Later on we are going to talk about continuous integration.  The word ‘integration’ in ‘continuous integration’ refers to the process of merging changes into a trunk.  One of the foundation principles of continuous integration is that all developers must commit regularly to the trunk.  What does regularly mean?  Well no less frequently than once every day.

This drives some desirable behaviors.  How much meaningful work can a developer do in a day?  Not much right?  Right!  That’s the whole idea!  By forcing developers to work in small iterations, we are minimizing the size of potential integration issues that can occur.  Less code to integrate – less serious problems integrating.  Less serious problems, easier to fix.  Less problems in the codebase at any given point in time – better quality!  That is what continuous integration is aiming to achieve.

When we are using continuous integration, we build every time a developer commits to the trunk (or to a branch).  But now the question arises – do we really want to build all of the developer’s little intermediate commits, that we know are not going to work anyway, since they are work in progress?
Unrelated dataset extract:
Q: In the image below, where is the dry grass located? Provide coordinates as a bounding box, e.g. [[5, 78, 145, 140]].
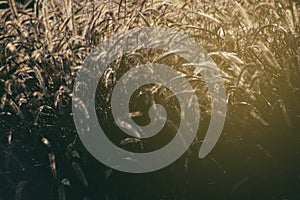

There are two ways we are going to talk about (in future articles) to address this:

• Many continuous integration servers support the notion of a pre-flight build.  This is a build that is triggered by the developer’s work in progress commit.  The sole purpose of this build is to see if the have broken anything.  It does not need to go all the way through the build process, running all of the integration tests, getting ready for release.  It is never going to be released.  This gives the developer the freedom to experiment and check the results without bogging down the continuous integration system wasting a whole bunch of time and energy on builds that don’t matter.
• The other option comes with distributed version control.  Here the developer can commit as many times as they like, but the commits will not flow through to the main repository – the one the continuous integration server is watching – until the developer does a ‘push’. When the continuous integration server sees a whole bunch of new commits, it is (usually) smart enough to just pick up the newest one and build that.  This approach includes an implicit assumption that the developer is able to build and test the software on their own environment before pushing.

More about version control

At this point, it starts to become difficult to talk about some of the strategies I want to discuss before we have moved forward a few more steps and talked about a few more topics, especially continuous integration .  So let’s put version control on hold, and come back to it later.